Now, that I got the good news out of the way....here's some not-so-good news....

2) Sailing an Alberg 29 across the Atlantic, you will NEED to be prepared and experienced......and since you've got a couple of years before your planned departure, you've got the time....just make sure you DO get prepared and DO get the experience.....

There are many threads here (and on the SSCA disc boards) on boat choices and preparation (read them all), but fewer threads on the human factor / experience, but do searches and read them as well......

I won't bore you with the details here, but in short, I have no idea what your experience level is.....although I am making an assumption that it is limited.....from this question about making an Atlantic circle in one season being your first post here and you're inquiring on timing / schedule... (and you're planning on doing it in a 29 footer)....
If my assumption is correct, you've got quite a bit of experiencing to do in the next two years.....
Making a few offshore passages on others' boats, is always a good way to learn and gain experience......(in addition to friends, marina mates, etc. you can post as crew available on-line, and may even want to look into one of those offshore rallies, like OPO, etc....)


3) As to the heart of your question on "timing/schedule".....
A lot depends on the weather patterns of that exact year (and month) of your departure, so it's difficult to give an absolute answer, but here's my experienced opinion....

a) May is a bit early, in MY opinion, for an Eastbound Atlantic crossing.....
Yes, many DO leave the US during the first half of May, but mostly from the SE US (Florida, Carolina, Virginia, etc.)...
And, I'd say end of May to early June is the earliest to consider leaving from New York for the EU....
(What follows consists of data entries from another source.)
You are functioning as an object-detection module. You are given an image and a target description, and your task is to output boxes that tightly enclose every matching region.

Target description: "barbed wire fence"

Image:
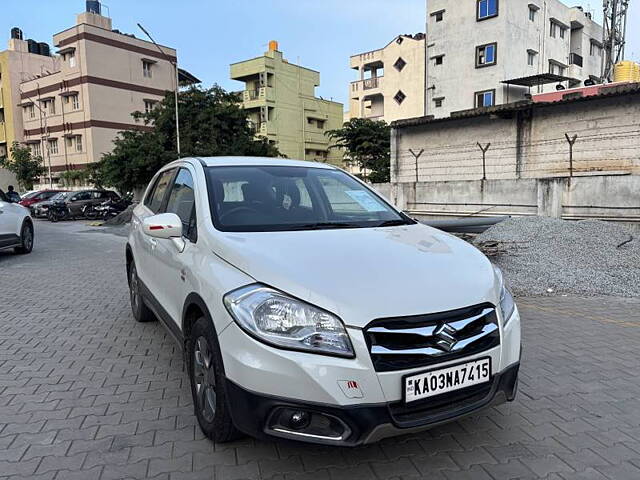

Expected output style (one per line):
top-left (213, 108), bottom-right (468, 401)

top-left (395, 124), bottom-right (640, 183)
(My parents sailed across the Atlantic in the 1970's, leaving south Florida on April 2nd.....and it was a COLD and ROUGH passage....and their boat was almost twice the size, and 4 times the weigth of your Alberg 29....oh, and they had no motor, just sails, from 150 miles out of Bermuda all the way into Falmouth Harbour, England....so, when I say they "sailed", I mean they really SAILED.....)
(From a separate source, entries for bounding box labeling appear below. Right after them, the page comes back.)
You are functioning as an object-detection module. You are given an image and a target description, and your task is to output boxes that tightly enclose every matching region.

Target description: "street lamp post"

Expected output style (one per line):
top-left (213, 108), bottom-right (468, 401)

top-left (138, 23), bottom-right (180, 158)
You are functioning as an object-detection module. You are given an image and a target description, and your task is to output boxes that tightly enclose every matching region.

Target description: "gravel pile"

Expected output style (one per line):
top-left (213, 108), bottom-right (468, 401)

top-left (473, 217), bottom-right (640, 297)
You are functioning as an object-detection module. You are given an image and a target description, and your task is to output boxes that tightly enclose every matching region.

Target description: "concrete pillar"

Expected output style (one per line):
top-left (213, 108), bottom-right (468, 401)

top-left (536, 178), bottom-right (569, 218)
b) As for heading down to about 40"N and then for the Azores???
Yeah, that's the "traditional" routing.....and certainly do-able.....but in a 29 footer, in mid-May, you're likely going to be in for quite a cold and rough ride!!!!

I do wish you good luck and fair winds.....
My guess is that you'll want to leave later, head further south, or do it in a different boat......or all of the above....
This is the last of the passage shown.